Port Authority approves $235M in toll, fare & fee increases
Fares and tolls will increase to cross the Hudson River tunnels and bridges, take the PATH or get to Newark Liberty International and other area airports by taxi or ride-sharing service, under a proposal approved Thursday by the Port Authority of New York and New Jersey.
In all, the changes are expected to cost commuters an additional $235 million a year, said the Port Authority’s chief financial officer, Libby McCarthy.
- Starting Jan. 5, cash tolls at the authority’s bridges and tunnels will increase by $1, to $16. It will increase by $1.25 for E-ZPass users to $13.75 in peak hours and $11.75 in off-peak hours. The carpool discount is being eliminated. Bus tolls would have scheduled increases over five years.

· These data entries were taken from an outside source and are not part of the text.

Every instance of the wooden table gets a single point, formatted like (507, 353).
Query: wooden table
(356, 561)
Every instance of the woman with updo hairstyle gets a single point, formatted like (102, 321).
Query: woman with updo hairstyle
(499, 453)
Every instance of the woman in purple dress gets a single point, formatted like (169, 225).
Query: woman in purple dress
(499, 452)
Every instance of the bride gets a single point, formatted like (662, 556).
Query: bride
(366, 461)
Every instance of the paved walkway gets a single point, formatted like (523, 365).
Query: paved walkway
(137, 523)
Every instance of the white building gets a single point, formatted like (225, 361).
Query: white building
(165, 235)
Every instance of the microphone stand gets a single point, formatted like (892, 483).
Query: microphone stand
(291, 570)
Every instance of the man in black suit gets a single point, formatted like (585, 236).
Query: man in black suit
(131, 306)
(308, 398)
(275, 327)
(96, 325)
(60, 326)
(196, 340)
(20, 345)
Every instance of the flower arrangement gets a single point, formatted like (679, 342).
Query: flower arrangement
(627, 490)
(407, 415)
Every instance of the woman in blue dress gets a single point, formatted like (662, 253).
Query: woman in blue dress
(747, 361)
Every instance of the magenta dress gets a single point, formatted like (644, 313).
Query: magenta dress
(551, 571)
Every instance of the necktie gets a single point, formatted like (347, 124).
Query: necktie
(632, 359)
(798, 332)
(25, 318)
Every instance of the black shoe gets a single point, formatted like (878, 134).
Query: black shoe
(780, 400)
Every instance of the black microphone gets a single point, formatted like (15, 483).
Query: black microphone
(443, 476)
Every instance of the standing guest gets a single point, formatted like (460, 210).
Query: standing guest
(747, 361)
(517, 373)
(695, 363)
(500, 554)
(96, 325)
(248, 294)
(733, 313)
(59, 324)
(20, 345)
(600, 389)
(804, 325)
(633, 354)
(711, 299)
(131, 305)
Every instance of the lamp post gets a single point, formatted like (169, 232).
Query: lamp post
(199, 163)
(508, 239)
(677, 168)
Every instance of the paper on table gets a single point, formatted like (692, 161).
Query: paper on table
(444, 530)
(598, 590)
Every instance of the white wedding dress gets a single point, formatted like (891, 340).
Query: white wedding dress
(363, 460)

- Starting in October 2020, an airport access fee will be charged, though not at the $4 rate that had been originally floated. The fee will be $2.50 for pick-ups and drop-offs by for-hire vehicles such as those available through Uber and Lyft, or $1.25 for pooled ride-shares. Taxi passenger will pay a lower rate and only on pick-ups: $1.25 starting in 2020, then increased to $1.75 in 2022.
- AirTrain fares will increase from the first time since the lines were introduced in 2005 at Newark Liberty and 2003 at John F. Kennedy International Airport. Starting Nov. 1, the fare will be $7.75, rather than $5.50.
- PATH fares will not increase for single-ride tickets, which cost $2.75. But the multi-trip discount will be scaled back from the current level of $2.10, changing to $2.50 starting Nov. 1 and then $2.60 starting Nov. 1, 2020.
After the initial fare and toll increases, they will also rise regularly to keep pace with inflation – not necessarily every year, but every time pent-up inflation would amount to a $1 rise.
Port Authority officials said the increases are the first in five years and necessary to help fund both operating costs and support the 10-year capital plan, which was increased by $4.8 billion to a total of $37 billion Thursday, including more spending on Newark’s Terminal A replacement, now estimated to cost $2.7 billion, and more spending on a new AirTrain line at Newark, a $2 billion project in all.
“When you talk about the airports, and you talk about the ports, when you talk about the bridges, and all of those areas, if you want a world-class facility and you want a safe facility, we have to pay for that,” said Port Authority board chairman Kevin O’Toole.
“We recognize that any increase, every increase, is not popular. We recognize that it’s painful. We don’t want to impose increases. In fact, we go to great extent to get most of our revenue from business partners – not from tolls, not from fares,” said executive director Richard Cotton.
Two-thirds of Port Authority revenues come from sources other than tolls and fares, Cotton said.
“But we must on the other hand support investment in what are aging legacy facilities. Our infrastructure facilities are simply subpar. They need to be improved. If we’re going to get to 21st century infrastructure facilities, there must be funding,” Cotton said.
In addition to scaling back the planned airport access fee, the Port Authority changed its original proposal by maintaining the number of bridge crossings a person would have to take to qualify for a discounted toll at three, rather than raise it to 10. The toll is going up, though, by nearly 65 cents.